Video Footage from Imagine RIT, and RIT Spring Fest. Edited by Dan.
Aight, so I’m going to go back in time to when I started working on our tracking system. The year is 1923, alcohol is illegal. That must have sucked. Fast forward to 2008. I had a decent tracking system working using color tracking with the JMyron library for processing, a webcam, and glow sticks but decided that it wasn’t reliable enough because the tracking system kept loosing the points. The distance and angle of the glow stick changed the color that the webcam was seeing.
Infrared seemed like the next logical step. Communication with another team working on New Media Team Project lead to the use of another processing library. Wrj4P5 grabs the image from the infrared camera in a wiimote and tracks ir points in a processing sketch. Combining this with the work I had already done with JMyron resulted in a prototype that was used in a presentation.
What next? Make it work better. I was running into trouble with the wiimote swapping points causing the paddle to flip. I spent some time devising a system that could tell point A from point B. The wiimote assigns the points to an array based on the x and y values of the point starting from the top left corner, so I wrote a class that each paddle end could be assigned to. This class keeps track of its last known point and goes through the wiimote IR points array and its current point is assigned to which ever point is closest to its last point.
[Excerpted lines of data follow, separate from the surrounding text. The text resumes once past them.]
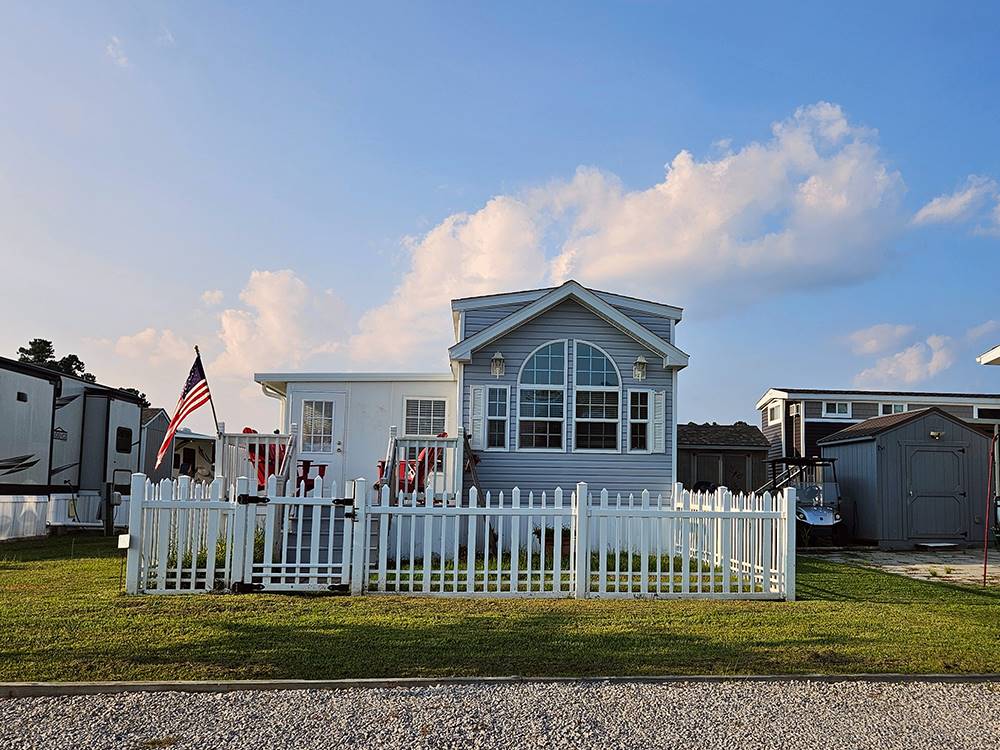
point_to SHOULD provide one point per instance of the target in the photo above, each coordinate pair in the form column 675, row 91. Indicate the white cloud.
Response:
column 114, row 50
column 212, row 297
column 155, row 347
column 282, row 325
column 816, row 197
column 983, row 329
column 912, row 365
column 878, row 338
column 961, row 205
column 165, row 38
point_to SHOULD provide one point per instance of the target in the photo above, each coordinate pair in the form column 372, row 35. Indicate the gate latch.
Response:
column 252, row 500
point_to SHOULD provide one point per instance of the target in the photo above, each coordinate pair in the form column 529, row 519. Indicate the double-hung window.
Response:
column 317, row 426
column 837, row 409
column 424, row 417
column 542, row 399
column 638, row 422
column 774, row 414
column 497, row 406
column 597, row 400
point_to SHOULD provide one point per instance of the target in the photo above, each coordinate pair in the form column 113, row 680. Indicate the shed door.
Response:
column 936, row 501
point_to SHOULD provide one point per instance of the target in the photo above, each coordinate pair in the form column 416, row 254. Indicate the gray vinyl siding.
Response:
column 484, row 317
column 856, row 472
column 662, row 327
column 873, row 478
column 477, row 320
column 537, row 471
column 773, row 435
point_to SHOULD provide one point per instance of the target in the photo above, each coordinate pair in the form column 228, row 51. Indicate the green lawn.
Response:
column 62, row 618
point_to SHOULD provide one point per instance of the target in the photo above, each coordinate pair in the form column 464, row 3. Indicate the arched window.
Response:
column 541, row 387
column 597, row 400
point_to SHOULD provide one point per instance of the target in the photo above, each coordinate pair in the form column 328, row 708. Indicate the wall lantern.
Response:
column 497, row 366
column 639, row 368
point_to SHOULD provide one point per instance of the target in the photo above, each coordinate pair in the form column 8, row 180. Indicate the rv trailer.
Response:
column 64, row 445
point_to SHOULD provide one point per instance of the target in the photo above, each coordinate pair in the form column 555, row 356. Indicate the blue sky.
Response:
column 290, row 184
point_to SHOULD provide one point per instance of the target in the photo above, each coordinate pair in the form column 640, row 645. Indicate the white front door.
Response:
column 321, row 418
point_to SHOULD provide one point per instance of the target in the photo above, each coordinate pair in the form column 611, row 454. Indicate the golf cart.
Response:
column 817, row 492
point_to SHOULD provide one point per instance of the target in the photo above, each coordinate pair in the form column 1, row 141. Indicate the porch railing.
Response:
column 430, row 466
column 255, row 455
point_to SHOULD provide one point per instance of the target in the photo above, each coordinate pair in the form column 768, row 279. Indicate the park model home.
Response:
column 551, row 386
column 794, row 420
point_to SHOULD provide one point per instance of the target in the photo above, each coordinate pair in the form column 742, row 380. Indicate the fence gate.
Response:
column 301, row 542
column 186, row 538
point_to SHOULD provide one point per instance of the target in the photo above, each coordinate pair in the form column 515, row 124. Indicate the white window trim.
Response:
column 487, row 418
column 423, row 398
column 906, row 407
column 649, row 421
column 302, row 421
column 772, row 405
column 533, row 387
column 850, row 410
column 598, row 388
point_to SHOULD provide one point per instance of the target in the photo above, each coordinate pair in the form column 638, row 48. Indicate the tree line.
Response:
column 42, row 352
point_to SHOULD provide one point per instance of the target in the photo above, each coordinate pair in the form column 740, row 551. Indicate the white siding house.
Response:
column 551, row 386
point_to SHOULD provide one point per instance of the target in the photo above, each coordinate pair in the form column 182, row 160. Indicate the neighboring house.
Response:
column 553, row 387
column 912, row 478
column 729, row 455
column 794, row 420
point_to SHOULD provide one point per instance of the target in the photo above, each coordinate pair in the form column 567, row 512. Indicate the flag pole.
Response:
column 211, row 400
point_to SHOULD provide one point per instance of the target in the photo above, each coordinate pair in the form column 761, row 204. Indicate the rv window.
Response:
column 123, row 440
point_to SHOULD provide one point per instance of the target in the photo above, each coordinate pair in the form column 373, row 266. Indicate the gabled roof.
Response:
column 849, row 395
column 991, row 357
column 737, row 435
column 672, row 356
column 877, row 425
column 530, row 295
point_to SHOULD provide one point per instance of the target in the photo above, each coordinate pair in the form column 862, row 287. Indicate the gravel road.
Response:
column 556, row 715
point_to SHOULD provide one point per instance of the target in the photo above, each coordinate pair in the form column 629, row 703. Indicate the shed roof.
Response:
column 877, row 425
column 737, row 435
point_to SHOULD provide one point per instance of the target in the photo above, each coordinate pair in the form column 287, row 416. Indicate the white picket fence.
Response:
column 560, row 544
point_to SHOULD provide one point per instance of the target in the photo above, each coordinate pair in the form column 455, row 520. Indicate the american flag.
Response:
column 195, row 394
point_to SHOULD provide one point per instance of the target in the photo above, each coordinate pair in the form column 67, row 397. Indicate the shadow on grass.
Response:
column 550, row 643
column 845, row 582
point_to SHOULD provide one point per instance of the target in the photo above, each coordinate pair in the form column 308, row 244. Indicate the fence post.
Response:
column 240, row 512
column 790, row 544
column 582, row 551
column 359, row 555
column 134, row 552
This seemed to have fixed the flipping problem for the most part. But there was still some funny business going on.
When you point the wands away from the wiimote the sketch loses the point and when it comes back it likes to flip. You can’t expect the user to be aware of pointing the wand directly at the wiimote. I added some more if statements that check how far the new point is from both ends of the paddle and a boolean that checks if the points array is less then two and thats were we are today, ever closer to a perfected tracking system.
There are still more bugs to be fixed. I tend to be a perfectionist when it comes to my development, especially when I’m working on something that I am excited about and interested in doing. I will continue to tweak the tracking engine in my spare time until I feel that its done.
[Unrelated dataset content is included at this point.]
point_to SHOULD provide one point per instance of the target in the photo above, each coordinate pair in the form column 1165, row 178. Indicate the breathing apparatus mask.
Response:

Now that the initial rush to get to Imagine RIT is over, team MYO will be taking the time to finesse the game details and update this blog with our process work. Pictures and video from the festival will be coming soon, as well as a new website for the game! Please stay tuned
MYO would like to thank everyone that stopped by and watched and/or played Weather the Weather. Seeing people enjoy our game made all our hard work worth it!
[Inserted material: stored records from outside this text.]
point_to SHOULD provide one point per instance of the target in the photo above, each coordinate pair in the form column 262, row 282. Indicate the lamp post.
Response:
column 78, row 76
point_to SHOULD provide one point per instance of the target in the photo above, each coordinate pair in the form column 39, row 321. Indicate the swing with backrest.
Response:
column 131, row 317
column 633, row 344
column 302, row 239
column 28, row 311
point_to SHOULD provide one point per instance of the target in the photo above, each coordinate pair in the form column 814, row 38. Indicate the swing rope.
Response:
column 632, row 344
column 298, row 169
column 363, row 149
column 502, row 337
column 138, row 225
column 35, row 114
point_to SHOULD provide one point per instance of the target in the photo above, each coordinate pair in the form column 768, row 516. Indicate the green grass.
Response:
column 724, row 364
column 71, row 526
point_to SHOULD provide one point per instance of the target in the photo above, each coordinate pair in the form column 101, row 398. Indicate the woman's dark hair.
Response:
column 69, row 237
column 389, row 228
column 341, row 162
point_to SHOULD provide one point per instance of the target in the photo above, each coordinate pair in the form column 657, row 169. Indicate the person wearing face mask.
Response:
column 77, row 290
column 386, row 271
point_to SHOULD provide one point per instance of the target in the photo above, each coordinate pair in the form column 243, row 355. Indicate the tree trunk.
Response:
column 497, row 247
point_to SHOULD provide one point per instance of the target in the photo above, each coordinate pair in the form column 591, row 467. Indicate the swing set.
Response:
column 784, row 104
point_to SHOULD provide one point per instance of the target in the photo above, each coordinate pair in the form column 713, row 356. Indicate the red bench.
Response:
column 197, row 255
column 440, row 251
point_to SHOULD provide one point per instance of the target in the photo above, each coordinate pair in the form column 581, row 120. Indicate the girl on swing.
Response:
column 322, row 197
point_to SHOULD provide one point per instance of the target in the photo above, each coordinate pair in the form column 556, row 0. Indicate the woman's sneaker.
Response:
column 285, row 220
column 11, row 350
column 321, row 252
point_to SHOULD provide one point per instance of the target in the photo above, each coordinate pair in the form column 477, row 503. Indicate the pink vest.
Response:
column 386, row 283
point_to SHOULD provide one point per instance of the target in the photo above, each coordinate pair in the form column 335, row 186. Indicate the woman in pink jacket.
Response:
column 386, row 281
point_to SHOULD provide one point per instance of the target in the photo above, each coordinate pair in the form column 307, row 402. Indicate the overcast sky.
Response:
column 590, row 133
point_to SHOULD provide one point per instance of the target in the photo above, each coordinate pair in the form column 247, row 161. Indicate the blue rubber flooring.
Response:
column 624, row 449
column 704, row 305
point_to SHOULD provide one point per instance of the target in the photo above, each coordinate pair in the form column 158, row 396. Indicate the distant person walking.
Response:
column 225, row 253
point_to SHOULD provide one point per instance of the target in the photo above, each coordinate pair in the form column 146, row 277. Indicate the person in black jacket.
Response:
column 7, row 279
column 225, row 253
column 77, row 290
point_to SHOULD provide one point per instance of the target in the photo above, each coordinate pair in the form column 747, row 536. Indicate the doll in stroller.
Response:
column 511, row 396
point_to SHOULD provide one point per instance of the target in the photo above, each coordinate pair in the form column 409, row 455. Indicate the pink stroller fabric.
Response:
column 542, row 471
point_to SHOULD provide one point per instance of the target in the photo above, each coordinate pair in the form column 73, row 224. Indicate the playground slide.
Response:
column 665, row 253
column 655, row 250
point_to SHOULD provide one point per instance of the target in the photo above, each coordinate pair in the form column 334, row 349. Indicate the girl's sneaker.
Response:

Team MYO is fortunate enough to have friends. Seriously, people like us. And we’re extremely grateful for that! Especially when they help us make great music and sound effects for our game.
Thank you to our illustration, industrial design, and radio station friends, as well as siblings, for being awesome!
Team MYO was excited to find out where we will be during Imagine RIT!
You can join in the fun at Building 7A, Room 1560!
Our developers were playing— I mean, working hard when they shot this quick video to show your their progress.
As of right now, Team MYO is most grateful to our professors, Michelle and Adam, for allowing us to use their projector and screen, respectively.
We are still looking into the option of a short-throw projector, but are happy with what we have.
Color testing and calibration will commence shortly to ensure that the designers’ gorgeous works looks as amazing as they should.
We now know where will be presenting our project for Imagine RIT on May 2nd! Building 7A, room 1560. It’s a nice big room, so we will not need an outer enclosure as previously thought. Instead we plan to build a pretty much ginormous screen for some ridiculous game play. We’re talking 10′ by 10′. Huuuuuge, Rochesta, huuuuge.
I’d say come visit us on May 2nd, except I’m writing this post-fact. Oh well.
After a bit of discussion the paddles have been finalized! Unfortunately, as it stands now, we are not able to include the extra animations bit we wanted originally, mostly because it would put our dear coders under even more pressure for time. Because of this, some tweaks needed to be made to the original designs, for example, the gloves are now holding on to the strings instead of dangling around, which would have needed to be animated.
We also decided that to keep continuity we should have hands on the paddle for every season. So, I present to you, the final paddle sheet! This has been cut up and handed off to Mike for implementation.